Briareos H on 26/4/2011 at 22:20

holy shit even when he's posting short news Sterling makes me want to punch him in the face

SubJeff on 26/4/2011 at 22:44

Phew. Luckily for me the card I was using to fund the playstation wallet is now expired.

gunsmoke on 27/4/2011 at 00:16

What is Qriosity?

I know, cue ironic lols...

Shadowcat on 27/4/2011 at 05:48

So I guess they're saying they store credit card numbers and expiry dates as plain text. This is why I hate sites which 'helpfully' remember these details for you -- if a company as gigantic as Sony can't do it, how is one supposed to have any faith in smaller businesses?

Then again, other departments within Sony have displayed a remarkable ability to not give a fuck about their customers in the past, so I shouldn't be surprised.

Thirith on 27/4/2011 at 06:16

This is pretty bad... I hope that while it'll make Sony rethink some of the ways it deals with things but doesn't hobble them.

*goes to change a number of passwords*

Yakoob on 27/4/2011 at 08:46

Well, that's why I never let steam or any other online stores remember my CC info. It's not neccessarily that I dont trust what they are doing... but I don't trust what they are not. In this case, much better protection than is needed.

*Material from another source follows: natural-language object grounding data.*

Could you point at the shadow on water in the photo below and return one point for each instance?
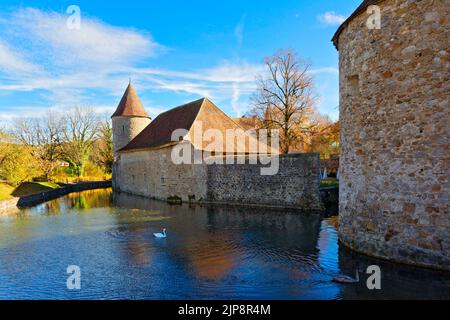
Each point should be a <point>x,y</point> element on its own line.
<point>210,252</point>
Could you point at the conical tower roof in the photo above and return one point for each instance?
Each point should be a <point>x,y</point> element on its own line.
<point>130,105</point>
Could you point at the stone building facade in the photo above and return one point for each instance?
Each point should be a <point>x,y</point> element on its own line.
<point>144,165</point>
<point>394,111</point>
<point>129,119</point>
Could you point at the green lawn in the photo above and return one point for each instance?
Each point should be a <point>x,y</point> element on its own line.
<point>329,183</point>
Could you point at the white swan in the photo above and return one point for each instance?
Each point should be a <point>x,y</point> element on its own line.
<point>346,279</point>
<point>160,235</point>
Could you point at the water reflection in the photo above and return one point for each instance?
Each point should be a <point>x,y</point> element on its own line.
<point>210,252</point>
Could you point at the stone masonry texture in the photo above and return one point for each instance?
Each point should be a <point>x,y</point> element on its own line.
<point>151,173</point>
<point>394,111</point>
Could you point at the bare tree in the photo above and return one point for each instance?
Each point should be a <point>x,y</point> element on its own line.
<point>283,97</point>
<point>80,131</point>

Also, hopefully they were smart enough to encryption all the crucial data (perhaps they did and perhaps thats why they said they're not sure if it was stolen, since they don't know if the hackers also got the decryption keys). Proper encrypting + salting is like user-database design 101 :rolleyes:

Matthew on 27/4/2011 at 10:37

Well, shit. It's days like this that make me glad my credit card has about £30 credit left on it. :(

Volitions Advocate on 27/4/2011 at 14:51

I think Al_B has the issue nailed here.

I am not very uber security when it comes to the internet. I share the same password across most of my accounts on the net, Mostly because i do not feel like keeping track of several different passwords that make not sense and just arbitrary strings of capitals and numbers mixed in.

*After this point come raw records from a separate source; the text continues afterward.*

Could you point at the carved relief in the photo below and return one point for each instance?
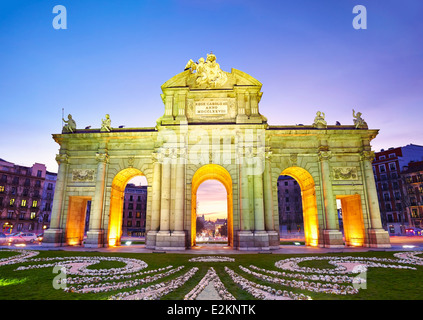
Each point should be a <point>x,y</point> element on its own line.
<point>345,173</point>
<point>82,175</point>
<point>207,72</point>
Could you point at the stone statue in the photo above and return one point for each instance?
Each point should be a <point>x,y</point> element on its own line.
<point>106,124</point>
<point>70,125</point>
<point>319,120</point>
<point>359,121</point>
<point>208,71</point>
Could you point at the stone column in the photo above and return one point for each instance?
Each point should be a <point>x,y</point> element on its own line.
<point>53,235</point>
<point>331,235</point>
<point>268,203</point>
<point>244,196</point>
<point>96,232</point>
<point>261,238</point>
<point>156,198</point>
<point>268,193</point>
<point>378,237</point>
<point>180,192</point>
<point>241,116</point>
<point>178,236</point>
<point>258,201</point>
<point>155,201</point>
<point>245,236</point>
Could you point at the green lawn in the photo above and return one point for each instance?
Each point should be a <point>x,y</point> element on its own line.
<point>36,284</point>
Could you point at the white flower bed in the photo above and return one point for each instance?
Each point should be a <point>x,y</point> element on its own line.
<point>212,259</point>
<point>211,276</point>
<point>342,265</point>
<point>105,287</point>
<point>78,265</point>
<point>23,256</point>
<point>305,285</point>
<point>155,291</point>
<point>86,279</point>
<point>313,277</point>
<point>320,280</point>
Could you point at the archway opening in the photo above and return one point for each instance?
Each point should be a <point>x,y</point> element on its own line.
<point>350,217</point>
<point>119,208</point>
<point>291,222</point>
<point>76,224</point>
<point>212,172</point>
<point>310,223</point>
<point>212,213</point>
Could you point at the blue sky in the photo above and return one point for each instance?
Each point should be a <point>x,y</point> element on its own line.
<point>114,56</point>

not that I remember my PSN login, because i have it saved on my ps3, but i'm pretty sure its the same as my gmail account, cell phone billing, forums (oh noes!), basically everything but my online banking. So I suppose I should change my passwords to all of these things to something different.

mind you,, all they really have is my email address, but there's still risks there.